Na verdade, o que Mestre desejava é que todo
dramaturgo tivesse domínio da técnica dramatúrgica, mas também tivesse o olhar
de autor, tivesse experiência de vida, observasse a realidade como um
laboratório. Para ele, nós observamos até a nós mesmos e a arte de observar é
profundamente complexa. Há pessoas que observam porque amam profundamente a
realidade e outros há que observam porque amam profundamente a sua opinião
sobre a realidade (objetividade e subjetividade).

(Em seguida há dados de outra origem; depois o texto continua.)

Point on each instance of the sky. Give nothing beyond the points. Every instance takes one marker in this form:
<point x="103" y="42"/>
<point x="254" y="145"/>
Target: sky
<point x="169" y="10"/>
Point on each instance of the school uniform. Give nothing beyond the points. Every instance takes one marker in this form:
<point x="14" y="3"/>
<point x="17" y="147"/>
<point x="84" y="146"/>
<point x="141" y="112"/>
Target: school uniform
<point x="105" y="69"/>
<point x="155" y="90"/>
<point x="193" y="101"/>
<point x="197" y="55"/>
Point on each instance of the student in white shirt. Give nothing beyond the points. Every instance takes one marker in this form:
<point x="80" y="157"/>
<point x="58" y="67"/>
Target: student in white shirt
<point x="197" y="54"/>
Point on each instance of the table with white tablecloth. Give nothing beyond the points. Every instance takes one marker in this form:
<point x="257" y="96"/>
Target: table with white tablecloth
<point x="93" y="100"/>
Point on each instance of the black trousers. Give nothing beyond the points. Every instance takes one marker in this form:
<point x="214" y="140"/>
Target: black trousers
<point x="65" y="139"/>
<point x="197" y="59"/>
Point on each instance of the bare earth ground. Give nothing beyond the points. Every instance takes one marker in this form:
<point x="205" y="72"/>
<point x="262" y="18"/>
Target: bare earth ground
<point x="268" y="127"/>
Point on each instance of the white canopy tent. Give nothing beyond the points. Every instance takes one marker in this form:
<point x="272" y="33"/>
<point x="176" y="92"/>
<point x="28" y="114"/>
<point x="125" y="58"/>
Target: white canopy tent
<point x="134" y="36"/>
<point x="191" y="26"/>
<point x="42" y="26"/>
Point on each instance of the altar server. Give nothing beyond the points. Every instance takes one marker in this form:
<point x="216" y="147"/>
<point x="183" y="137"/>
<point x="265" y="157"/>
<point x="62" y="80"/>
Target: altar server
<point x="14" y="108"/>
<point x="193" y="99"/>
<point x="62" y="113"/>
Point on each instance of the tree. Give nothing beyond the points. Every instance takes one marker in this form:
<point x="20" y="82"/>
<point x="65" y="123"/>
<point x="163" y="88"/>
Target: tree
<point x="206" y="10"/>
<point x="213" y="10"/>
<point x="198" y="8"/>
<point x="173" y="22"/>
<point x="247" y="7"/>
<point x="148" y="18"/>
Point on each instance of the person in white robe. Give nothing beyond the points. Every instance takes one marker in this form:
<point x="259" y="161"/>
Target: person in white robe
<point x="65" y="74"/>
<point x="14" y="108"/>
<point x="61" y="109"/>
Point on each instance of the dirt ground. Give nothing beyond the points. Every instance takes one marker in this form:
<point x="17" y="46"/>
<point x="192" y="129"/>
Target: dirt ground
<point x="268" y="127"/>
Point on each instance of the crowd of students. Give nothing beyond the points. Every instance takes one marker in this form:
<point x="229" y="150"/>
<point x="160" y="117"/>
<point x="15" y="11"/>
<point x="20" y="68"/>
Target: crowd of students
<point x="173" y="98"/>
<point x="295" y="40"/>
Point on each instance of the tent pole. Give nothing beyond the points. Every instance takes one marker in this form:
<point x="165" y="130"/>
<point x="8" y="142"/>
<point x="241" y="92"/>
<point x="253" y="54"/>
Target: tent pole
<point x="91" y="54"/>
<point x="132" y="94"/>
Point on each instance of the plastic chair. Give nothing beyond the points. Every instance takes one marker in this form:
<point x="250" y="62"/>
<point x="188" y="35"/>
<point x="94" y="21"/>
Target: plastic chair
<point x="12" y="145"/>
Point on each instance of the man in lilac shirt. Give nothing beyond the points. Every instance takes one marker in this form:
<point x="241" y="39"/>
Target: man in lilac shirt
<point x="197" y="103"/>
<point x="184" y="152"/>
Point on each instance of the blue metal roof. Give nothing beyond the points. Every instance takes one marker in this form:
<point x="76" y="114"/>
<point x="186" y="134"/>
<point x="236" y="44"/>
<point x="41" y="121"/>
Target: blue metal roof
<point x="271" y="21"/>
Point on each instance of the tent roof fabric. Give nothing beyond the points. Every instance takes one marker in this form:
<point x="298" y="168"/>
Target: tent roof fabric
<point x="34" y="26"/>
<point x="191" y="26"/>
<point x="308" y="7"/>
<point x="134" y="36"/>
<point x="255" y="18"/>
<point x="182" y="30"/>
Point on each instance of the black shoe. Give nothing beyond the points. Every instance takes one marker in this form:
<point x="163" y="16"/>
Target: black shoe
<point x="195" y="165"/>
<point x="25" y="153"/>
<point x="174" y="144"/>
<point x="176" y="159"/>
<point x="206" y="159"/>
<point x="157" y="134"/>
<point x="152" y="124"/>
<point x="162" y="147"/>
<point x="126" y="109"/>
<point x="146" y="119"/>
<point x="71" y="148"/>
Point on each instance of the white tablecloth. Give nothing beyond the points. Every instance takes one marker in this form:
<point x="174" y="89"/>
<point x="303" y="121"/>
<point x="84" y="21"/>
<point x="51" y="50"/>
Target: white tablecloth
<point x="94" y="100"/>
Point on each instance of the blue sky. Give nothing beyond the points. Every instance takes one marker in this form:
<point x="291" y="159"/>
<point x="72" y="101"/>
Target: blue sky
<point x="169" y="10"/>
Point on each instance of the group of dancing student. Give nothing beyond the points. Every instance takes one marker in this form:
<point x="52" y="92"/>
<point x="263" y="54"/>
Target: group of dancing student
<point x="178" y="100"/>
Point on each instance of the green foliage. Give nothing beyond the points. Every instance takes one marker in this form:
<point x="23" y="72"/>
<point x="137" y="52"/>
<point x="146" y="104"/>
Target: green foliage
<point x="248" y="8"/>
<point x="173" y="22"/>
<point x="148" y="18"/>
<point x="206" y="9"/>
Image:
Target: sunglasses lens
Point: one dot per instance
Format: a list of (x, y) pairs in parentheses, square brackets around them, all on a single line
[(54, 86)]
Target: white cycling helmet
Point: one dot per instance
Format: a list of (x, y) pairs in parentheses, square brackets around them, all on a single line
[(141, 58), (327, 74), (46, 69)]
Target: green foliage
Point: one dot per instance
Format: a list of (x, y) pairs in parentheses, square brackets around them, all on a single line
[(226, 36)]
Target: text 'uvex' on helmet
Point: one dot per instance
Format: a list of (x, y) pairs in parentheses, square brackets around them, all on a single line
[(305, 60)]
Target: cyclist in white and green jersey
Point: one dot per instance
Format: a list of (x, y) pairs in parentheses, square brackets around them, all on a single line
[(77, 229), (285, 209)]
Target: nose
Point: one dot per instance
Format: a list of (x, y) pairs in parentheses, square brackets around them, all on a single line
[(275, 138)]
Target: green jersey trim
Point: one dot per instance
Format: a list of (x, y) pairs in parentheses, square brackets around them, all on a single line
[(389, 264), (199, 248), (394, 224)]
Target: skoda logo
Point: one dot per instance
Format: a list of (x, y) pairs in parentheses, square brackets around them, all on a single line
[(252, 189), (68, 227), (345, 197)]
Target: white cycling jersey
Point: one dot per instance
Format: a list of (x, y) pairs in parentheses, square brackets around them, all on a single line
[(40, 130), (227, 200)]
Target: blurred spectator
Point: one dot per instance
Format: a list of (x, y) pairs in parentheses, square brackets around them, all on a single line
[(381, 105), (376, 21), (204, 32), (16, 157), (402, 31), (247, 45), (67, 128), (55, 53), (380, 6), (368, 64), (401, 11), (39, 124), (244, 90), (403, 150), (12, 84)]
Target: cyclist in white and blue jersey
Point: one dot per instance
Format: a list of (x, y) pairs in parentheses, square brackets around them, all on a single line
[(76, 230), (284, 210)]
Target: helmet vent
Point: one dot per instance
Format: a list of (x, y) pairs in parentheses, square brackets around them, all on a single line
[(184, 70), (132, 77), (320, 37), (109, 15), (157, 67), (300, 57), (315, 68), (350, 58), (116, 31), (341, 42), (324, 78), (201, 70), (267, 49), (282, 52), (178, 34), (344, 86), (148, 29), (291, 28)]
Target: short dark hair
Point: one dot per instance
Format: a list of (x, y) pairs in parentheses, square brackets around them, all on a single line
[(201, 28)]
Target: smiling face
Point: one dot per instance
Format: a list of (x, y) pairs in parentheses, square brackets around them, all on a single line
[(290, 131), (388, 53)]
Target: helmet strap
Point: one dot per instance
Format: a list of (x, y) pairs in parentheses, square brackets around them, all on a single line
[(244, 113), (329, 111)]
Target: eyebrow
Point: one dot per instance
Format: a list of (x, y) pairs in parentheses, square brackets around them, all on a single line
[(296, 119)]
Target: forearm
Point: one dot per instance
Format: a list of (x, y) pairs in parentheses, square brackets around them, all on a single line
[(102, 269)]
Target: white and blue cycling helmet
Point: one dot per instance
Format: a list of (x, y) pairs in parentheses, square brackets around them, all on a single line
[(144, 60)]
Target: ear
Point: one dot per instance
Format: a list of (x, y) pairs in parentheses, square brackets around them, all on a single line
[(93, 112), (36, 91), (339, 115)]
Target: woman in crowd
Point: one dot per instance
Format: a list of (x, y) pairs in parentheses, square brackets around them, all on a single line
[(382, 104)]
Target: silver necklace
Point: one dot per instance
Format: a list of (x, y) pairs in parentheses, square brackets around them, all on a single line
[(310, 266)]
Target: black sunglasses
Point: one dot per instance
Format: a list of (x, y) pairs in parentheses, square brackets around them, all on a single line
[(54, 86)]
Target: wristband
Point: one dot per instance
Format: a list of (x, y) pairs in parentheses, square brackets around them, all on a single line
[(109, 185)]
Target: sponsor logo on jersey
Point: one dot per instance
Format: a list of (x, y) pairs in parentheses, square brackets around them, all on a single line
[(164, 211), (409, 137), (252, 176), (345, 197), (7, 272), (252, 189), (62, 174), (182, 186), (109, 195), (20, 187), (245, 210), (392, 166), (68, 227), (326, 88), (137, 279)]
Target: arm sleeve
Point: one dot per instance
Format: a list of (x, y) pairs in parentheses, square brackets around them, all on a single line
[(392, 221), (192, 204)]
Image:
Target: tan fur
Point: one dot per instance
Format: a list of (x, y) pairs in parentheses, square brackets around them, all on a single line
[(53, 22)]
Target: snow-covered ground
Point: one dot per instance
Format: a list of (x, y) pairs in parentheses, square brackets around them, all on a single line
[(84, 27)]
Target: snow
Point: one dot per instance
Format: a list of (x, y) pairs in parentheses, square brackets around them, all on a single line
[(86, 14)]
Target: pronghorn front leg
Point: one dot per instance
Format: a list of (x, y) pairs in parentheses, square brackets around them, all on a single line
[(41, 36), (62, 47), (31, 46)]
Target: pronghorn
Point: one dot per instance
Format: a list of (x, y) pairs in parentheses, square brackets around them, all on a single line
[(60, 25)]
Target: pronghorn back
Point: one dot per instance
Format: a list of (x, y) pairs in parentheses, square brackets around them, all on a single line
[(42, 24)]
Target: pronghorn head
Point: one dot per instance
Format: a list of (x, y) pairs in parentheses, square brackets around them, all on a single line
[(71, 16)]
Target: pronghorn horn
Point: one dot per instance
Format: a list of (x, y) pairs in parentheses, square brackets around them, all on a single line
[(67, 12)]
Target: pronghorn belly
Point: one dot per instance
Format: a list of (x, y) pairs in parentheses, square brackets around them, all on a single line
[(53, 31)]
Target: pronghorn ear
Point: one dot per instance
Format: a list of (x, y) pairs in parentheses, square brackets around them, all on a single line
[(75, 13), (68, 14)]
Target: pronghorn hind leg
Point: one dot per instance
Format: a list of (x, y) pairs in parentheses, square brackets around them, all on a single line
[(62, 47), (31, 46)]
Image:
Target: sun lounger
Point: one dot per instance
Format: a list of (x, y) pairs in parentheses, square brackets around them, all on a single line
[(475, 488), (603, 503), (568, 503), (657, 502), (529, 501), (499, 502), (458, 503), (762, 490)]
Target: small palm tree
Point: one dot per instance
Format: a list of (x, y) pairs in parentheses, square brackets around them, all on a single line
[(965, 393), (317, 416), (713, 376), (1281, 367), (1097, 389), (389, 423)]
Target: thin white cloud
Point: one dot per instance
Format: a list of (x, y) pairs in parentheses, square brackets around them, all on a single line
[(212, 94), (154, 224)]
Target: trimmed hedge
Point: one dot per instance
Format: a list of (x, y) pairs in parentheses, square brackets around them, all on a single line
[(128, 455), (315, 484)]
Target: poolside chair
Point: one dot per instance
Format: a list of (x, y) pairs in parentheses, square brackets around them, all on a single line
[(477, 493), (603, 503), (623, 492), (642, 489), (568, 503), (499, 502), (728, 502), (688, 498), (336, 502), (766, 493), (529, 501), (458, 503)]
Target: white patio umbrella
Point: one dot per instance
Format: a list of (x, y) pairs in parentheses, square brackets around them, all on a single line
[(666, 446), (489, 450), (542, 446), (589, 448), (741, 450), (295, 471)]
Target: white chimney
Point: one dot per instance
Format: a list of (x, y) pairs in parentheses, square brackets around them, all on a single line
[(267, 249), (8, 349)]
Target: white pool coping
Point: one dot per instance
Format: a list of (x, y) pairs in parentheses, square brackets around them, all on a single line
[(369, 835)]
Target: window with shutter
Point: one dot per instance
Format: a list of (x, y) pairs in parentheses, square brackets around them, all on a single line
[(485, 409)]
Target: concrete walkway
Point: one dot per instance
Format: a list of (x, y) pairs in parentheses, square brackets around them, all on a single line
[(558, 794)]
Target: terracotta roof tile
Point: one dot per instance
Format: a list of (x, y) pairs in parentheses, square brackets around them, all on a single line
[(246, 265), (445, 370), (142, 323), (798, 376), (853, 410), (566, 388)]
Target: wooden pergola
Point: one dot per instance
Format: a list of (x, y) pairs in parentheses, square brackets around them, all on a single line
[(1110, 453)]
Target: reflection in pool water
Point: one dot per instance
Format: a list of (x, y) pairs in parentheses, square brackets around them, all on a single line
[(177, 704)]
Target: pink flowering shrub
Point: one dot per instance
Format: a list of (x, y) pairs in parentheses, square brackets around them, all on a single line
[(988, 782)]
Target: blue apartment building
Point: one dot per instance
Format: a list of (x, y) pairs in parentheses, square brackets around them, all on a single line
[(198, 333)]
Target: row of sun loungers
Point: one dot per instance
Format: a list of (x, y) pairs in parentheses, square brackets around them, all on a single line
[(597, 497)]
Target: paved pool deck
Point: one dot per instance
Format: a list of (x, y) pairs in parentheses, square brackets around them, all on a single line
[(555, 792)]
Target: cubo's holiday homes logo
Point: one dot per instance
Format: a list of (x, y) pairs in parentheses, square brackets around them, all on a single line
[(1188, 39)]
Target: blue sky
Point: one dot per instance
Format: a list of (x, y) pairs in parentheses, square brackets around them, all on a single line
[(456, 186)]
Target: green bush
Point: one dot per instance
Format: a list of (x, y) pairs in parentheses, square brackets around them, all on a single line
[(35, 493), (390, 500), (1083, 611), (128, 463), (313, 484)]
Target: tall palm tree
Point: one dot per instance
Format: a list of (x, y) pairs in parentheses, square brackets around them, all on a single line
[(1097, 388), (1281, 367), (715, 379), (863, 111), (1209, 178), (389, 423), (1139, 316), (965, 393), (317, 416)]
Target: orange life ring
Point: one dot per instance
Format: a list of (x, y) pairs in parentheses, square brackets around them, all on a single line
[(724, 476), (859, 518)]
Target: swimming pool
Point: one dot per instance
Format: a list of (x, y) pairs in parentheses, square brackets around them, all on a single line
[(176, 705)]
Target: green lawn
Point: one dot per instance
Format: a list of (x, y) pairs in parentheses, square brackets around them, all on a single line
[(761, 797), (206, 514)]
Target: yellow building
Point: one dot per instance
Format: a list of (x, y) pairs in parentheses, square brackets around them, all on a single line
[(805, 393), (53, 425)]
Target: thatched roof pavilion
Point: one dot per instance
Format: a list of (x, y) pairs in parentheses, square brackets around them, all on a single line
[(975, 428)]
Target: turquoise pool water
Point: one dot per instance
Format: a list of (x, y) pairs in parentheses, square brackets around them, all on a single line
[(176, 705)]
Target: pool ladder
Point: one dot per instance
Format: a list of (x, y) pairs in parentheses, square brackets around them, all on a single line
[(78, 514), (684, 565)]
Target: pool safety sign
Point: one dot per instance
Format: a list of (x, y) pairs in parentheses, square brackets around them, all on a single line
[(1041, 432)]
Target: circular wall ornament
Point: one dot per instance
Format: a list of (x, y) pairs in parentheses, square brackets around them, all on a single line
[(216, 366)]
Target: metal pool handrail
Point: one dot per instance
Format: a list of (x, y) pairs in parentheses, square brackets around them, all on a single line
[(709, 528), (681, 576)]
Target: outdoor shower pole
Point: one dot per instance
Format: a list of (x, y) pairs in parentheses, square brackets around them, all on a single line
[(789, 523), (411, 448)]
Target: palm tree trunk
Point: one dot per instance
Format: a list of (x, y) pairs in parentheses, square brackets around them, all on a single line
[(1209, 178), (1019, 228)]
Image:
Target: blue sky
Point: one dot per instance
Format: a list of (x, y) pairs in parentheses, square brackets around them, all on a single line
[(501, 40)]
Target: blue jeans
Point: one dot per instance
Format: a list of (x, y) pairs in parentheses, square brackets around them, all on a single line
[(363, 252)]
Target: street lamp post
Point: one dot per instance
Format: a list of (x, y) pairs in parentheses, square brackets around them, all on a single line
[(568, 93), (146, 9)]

Quando se cria, o eu experimentador não pode ser
inocente, para não ser enganado pela realidade. Quanto mais treinado é o
observador, quanto mais conhece a respeito da realidade sobre a qual escreve,
mais fácil para ele tirar dessa realidade aquilo que o Mestre chama de “o ouro
do fato”, os aspectos mais importantes, mais preciosos, mais profundos.
Uma outra forma de observar os fatos, de buscar aquilo
que mais importa para a obra, é através da pesquisa, da leitura não só de
outras obras de dramaturgos importantes, mas também do conhecimento de
História, de Filosofia etc.
Vivência, observação, estudo, tudo isso para evitar o
olhar ingênuo, que não serve ao dramaturgo, que deve ter visão de raio X,
enxergar o que os outros não veem, já que a vida é cheia de “som e fúria”, como
já nos alertava Shakespeare.
“Talento é transformar razão em emoção e emoção em
razão. Só é conseguido na maneira de fazer. Na técnica.” E essas são palavras
literais de Chico de Assis. Para ele, não importa que tipo de dramaturgia se
pratique, há necessidade de buscar sempre a “melhor forma”, através do
conhecimento da carpintaria teatral, dos elementos que não deixam que uma peça
entre em “entropia”, isto é, perca a sua força diante do espectador, mas
principalmente não ter o “olhar ingênuo”. E ele dava um exemplo bastante
simples para o “insight” de uma peça:
UM HOMEM CAÍDO NA RUA:
QUEM É?
Pode ser o Diabo, por exemplo, e isso poderia
despertar o interesse da plateia e levar o dramaturgo a construir uma estrutura
dramática de grande força.
Mas, se ele cair na tentação do “fato comum”, como o
desemprego, poderá cair no abismo do drama “pequeno”, naturalista, com
personagens frágeis. Para evitar isso, teria que buscar uma história forte,
inserida num contexto social ou político em que se movessem personagens de
grande interesse, com um protagonista que tenha uma forte vontade dramática
ante obstáculos difíceis de transpor.
Plínio Marcos, por exemplo, não tinha o olhar ingênuo,
ainda que se possa afirmar que sua técnica não fosse tão apurada. Outro que
também não era nada ingênuo: Jean Genet, como já citamos.
CURA
DO "OLHAR INGÊNUO"
cavoucar
profundamente no caos, no ser humano;
ultrapassar os
limites sociais, históricos e políticos;
para mergulhar no
caos, é preciso, também, técnica (quem não sabe mergulhar, fica na superfície);
ultrapassar os
modelos europeus e americanos;
livrar-se dos
resíduos da moral (moral alta, nível ético baixo).
Para encerrar essas observações sobre o dramaturgo,
deixo uma citação que Chico de Assis gostava de repetir:
"SE VOCÊ VAI A UM LUGAR QUE NÃO SABE ONDE É,
NÃO VÁ POR CAMINHOS QUE VOCÊ JÁ CONHECE." (São João da Cruz).